Несмотря на различие между фобией и формированием характера, которое следует из этого, основная тенденция фобии сохраняется в черте характера. Поза благородства <аристократического> характера, аффект-блок компульсив-ного характера, учтивость пассивно-женственного характера есть не что иное, как установки избегания, так же как и фобия, которая предшествовала им.
Поэтому от формирования панциря эго получает некоторое усиление. Однако в то же время способность эго действовать и его свобода движения сокращаются. И чем больше панцирь ухудшает способность к сексуальному переживанию, тем ближе структура эго приближается к невротической.
В случае позднего невротического заболевания старая фобия прорывается снова, так как ее поглощение характером оказывается недостаточным для овладения подавленными либидными возбуждениями и страхом стаза. Типичное невротическое заболевание характеризуют следующие фазы:
1. Инфантильный конфликт между импульсом и фрустрацией.

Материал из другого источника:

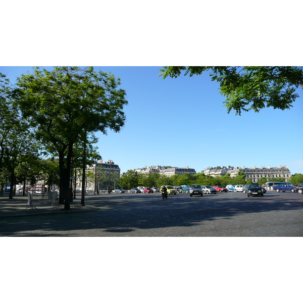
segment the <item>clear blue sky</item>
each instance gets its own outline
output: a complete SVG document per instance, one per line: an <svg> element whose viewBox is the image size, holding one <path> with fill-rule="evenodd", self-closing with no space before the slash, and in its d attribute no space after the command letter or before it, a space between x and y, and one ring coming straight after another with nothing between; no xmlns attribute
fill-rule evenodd
<svg viewBox="0 0 303 303"><path fill-rule="evenodd" d="M121 81L129 104L120 133L97 133L104 161L121 172L151 165L188 166L197 172L217 166L286 165L303 173L303 90L290 110L227 114L217 82L207 74L163 80L161 67L95 67ZM30 67L1 67L12 83ZM248 141L253 133L262 142Z"/></svg>

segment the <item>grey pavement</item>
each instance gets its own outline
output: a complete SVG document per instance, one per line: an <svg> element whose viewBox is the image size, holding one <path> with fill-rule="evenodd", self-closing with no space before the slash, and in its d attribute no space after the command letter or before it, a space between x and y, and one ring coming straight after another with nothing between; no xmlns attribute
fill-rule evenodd
<svg viewBox="0 0 303 303"><path fill-rule="evenodd" d="M303 195L297 193L183 194L167 200L159 193L88 195L87 206L80 206L79 196L67 212L63 206L25 210L26 197L13 200L0 201L2 236L303 236Z"/></svg>

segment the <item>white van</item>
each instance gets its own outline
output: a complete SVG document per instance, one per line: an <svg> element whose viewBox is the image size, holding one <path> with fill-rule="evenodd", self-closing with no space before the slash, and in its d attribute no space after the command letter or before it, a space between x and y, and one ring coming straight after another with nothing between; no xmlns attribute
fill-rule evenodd
<svg viewBox="0 0 303 303"><path fill-rule="evenodd" d="M264 183L264 186L266 187L274 187L275 185L280 185L281 184L287 184L290 186L291 183L290 182L276 182L275 181L270 181Z"/></svg>

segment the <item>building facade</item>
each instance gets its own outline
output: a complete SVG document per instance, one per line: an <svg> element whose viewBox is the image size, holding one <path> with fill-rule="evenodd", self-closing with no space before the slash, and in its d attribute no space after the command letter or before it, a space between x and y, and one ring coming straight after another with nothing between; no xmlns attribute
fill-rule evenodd
<svg viewBox="0 0 303 303"><path fill-rule="evenodd" d="M280 165L278 167L272 167L261 166L260 168L254 166L252 168L245 166L233 167L228 166L219 167L216 168L208 168L201 172L205 175L211 175L215 177L216 175L224 176L229 173L232 178L234 178L239 172L242 172L245 175L245 181L250 179L252 182L257 183L261 178L266 178L267 180L273 178L283 178L285 181L289 181L291 176L290 171L285 165Z"/></svg>
<svg viewBox="0 0 303 303"><path fill-rule="evenodd" d="M137 168L134 171L140 174L152 174L157 173L160 175L164 175L167 177L171 177L174 175L181 175L189 173L191 175L194 175L196 171L193 168L189 168L188 166L185 168L174 167L171 166L149 166L143 168Z"/></svg>

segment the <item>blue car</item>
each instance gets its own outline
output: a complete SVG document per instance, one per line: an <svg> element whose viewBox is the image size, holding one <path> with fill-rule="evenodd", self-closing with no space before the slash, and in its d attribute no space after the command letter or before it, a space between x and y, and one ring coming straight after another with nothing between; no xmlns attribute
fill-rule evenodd
<svg viewBox="0 0 303 303"><path fill-rule="evenodd" d="M115 189L113 191L113 192L115 193L124 193L125 192L123 189Z"/></svg>
<svg viewBox="0 0 303 303"><path fill-rule="evenodd" d="M274 189L276 190L277 192L279 191L291 191L291 192L294 192L295 191L296 187L292 186L288 184L279 184L278 185L275 185L274 186Z"/></svg>
<svg viewBox="0 0 303 303"><path fill-rule="evenodd" d="M235 189L235 185L233 184L228 184L226 185L226 188L227 188L228 191L233 191L233 190Z"/></svg>

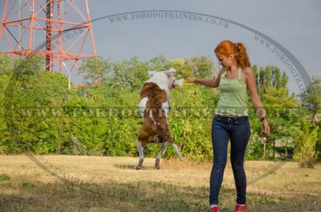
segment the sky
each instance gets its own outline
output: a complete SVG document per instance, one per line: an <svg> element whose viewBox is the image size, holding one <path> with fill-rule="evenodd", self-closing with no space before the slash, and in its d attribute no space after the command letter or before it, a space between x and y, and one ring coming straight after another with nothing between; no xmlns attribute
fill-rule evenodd
<svg viewBox="0 0 321 212"><path fill-rule="evenodd" d="M75 1L81 9L81 1ZM320 0L89 0L88 4L97 54L104 58L209 56L217 64L214 48L230 39L246 46L252 64L285 71L290 92L304 89L305 76L321 76ZM4 46L0 40L0 51ZM81 79L73 73L71 80Z"/></svg>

2. Разрешение этого конфликта через подавление импульса (усиление эго).
3. Прорыв подавления, т. е. фобия (ослабление эго).
4. Овладение фобией с помощью формирования невротической черты характера (усиление эго).
5. Конфликт полового созревания (или его количественный эквивалент): недостаточность панциря характера.
6. Повторное возникновение старой фобии или развитие ее симпто-матического эквивалента.
7. Новая попытка со стороны эго овладеть фобией путем поглощения
страха характером.
Среди взрослых пациентов, приходивших для аналитической работы, можно выделить два типа: те, кто находится в фазе 6, в которой старые неврозы в форме симптома увеличивают основу невротической реакции (возобновленное формирование фобии и т. д.); и те, кто находится в фазе 7, т. е. чье эго уже начало успешно объединять симптомы. К примеру, ограниченное и мучительное чувство порядка несколько теряет свою остроту: эго в целом выдумывает определенные церемонии, которые настолько растворены в повседневной рутине, что их компульсивный характер может выявить лишь опытный наблюдатель. Распространение и сглаживание симптомов нарушает способность эго к действию не меньше, чем описанный симптом. Пациент больше не хочет быть вылеченным не только из-за болезненного симптома, но из-за общего расстройства в своей работе, недостатка удовольствий в своей жизни и тому подобного. Происходит безжалостная борьба между эго и его невротическими симптомами, между образованием и объединением симптомов. Однако каждое объединение симптома сопровождает изменение характера эго. Эти поздние объединения симптомов в эго есть просто отражения первого большого процесса, которым детская фобия была частично или полностью трансформирована в структуру характера.
Мы уделяем большое внимание фобии потому, что она является самым интересным и, в терминах экономики либидо, самым важным проявлением нарушения единства личности. Но вышеописанные процессы могут иметь место в случае любого страха, появляющегося в раннем детстве. К примеру, рациональная и полностью оправданная боязнь ребенком своего жестокого отца может привести к хроническим изменениям, которые занимают место страха, например, к упрямству и жестокости характера и т. д.
Переживания инфантильного страха и других конфликтных ситуаций эдипова комплекса (фобия является просто одним из особых случаев) могут определить структуру характера, поэтому детское переживание или психическая ситуация сохраняются двумя различными способами: в терминах содержания как бессознательные мысли; и в терминах формы как установки характера эго. Следующий клинический пример является простой иллюстрацией этого.
Нарциссически-мазохистский ипохондрик громко и взволнованно жаловался на то, что его отец строго обращался с ним. Материал, произведенный им за месяцы лечения, можно подытожить предложением: <Вы только посмотрите, как я пострадал от моего отца; он погубил меня, он сделал меня нежизнеспособным>. Перед тем как он пришел ко мне, его инфантильные конфликты с отцом были полностью проработаны моим коллегой в течение полутора лет анализа. Тем не менее в его поведении и его симптомах не было практически никаких изменений. Его движения были ленивыми, его речь была монотонной и мрачной. Он говорил умирающим голосом, как если бы он был при смерти. Я обнаружил, что в определенных ситуациях вне анализа он также впадал в эту бессознательно принятую летаргию.
Моя интерпретация его <умирающей>, жалобной, обвиняющей манеры говорить дала удивительный эффект. Я сказал ему, что пока его манера речи не проявила свое бессознательное значение, в ней была заключена большая часть аффектов его отношения к отцу; поэтому содержание этого отношения, несмотря на то что оно стало осознанным, не было достаточно раскрыто, чтобы быть терапевтически эффективным.